A new leader takes command of CE
By Staff Sgt. Sanjay Allen, 460th Space Wing Public Affairs
/ Published February 26, 2007
BUCKLEY AIR FORCE BASE, Colo. --
The 460th Civil Engineer Squadron will receive a new commander during an assumption of command ceremony set for March 1 at 9 a.m. in Fellowship Hall in the Chapel.
Col. Steven Muhs, 460th Mission Support Group commander, will preside over the ceremony.
Lt. Col. James Zemotel will take the reigns of the 460th CES. He comes to Buckley from Offutt Air Force Base, Neb., and the U.S. Strategic Command where he served as the Infrastructure and Global Capability Assessment Branch chief, Logistics Directorate, Logistics and Sustainment Division. He also served as a crewmember aboard an E-4B aircraft at the National Airborne Operations Center also at Offutt.

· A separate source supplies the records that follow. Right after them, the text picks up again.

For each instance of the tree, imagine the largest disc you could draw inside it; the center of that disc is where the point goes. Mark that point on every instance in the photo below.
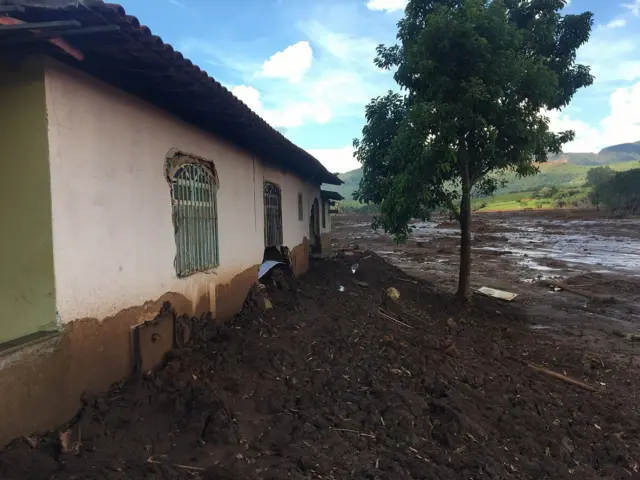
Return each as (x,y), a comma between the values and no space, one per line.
(475,78)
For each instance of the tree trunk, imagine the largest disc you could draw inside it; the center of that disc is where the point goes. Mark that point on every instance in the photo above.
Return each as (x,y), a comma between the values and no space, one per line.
(464,285)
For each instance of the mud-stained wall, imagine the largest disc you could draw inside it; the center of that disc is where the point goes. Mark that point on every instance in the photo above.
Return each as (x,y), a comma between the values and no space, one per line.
(41,385)
(27,290)
(114,246)
(325,242)
(114,243)
(300,257)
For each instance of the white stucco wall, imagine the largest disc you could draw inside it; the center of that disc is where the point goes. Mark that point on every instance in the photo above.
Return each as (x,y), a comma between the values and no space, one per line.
(113,235)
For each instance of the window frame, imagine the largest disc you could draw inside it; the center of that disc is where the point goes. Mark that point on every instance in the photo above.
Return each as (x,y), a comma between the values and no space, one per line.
(272,202)
(300,207)
(195,218)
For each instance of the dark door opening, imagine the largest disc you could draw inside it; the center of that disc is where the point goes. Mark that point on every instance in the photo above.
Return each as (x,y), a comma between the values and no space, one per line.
(314,227)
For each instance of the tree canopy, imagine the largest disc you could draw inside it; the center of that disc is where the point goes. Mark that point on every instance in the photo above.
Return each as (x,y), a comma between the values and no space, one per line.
(475,78)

Colonel Zemotel received his Bachelor of Science degree in Industrial Engineering from the University of Arkansas in 1989. He attended Squadron Officer School at Maxwell AFB, Ala., in 1995. He received his Master of Science degree in Management and Organizational Leadership from the Colorado Technical University in Colorado Springs, Colo., in 1998. He attended the Air Command and Staff College by correspondence in 2002 and in residence in 2004. Currently he is enrolled in the Air War College via correspondence and is 80 percent complete.
He began his 18 year career at Altus AFB, Okla., in September 1989.
The assumption of command is a military formation deeply rooted in history and tradition dating back to the time of Frederick the Great of Prussia. In that period, military organizations developed flags with unique and specialized colors and designs. When the soldiers followed their leaders into battle, they kept sight of their flag. If the banner still waved after the conflict, it was a sign that their side had not tasted defeat on the field of battle. Having this position of great importance, the flag was incorporated into the ancient assumption of command ceremonies. The organizational banner was exchanged in public for all to see that he who holds the flag is the unchallenged and sovereign leader of the armies.
The modern-day ceremony is principally symbolic; yet, it still announces to all the authority of the incoming commander in the finest military tradition.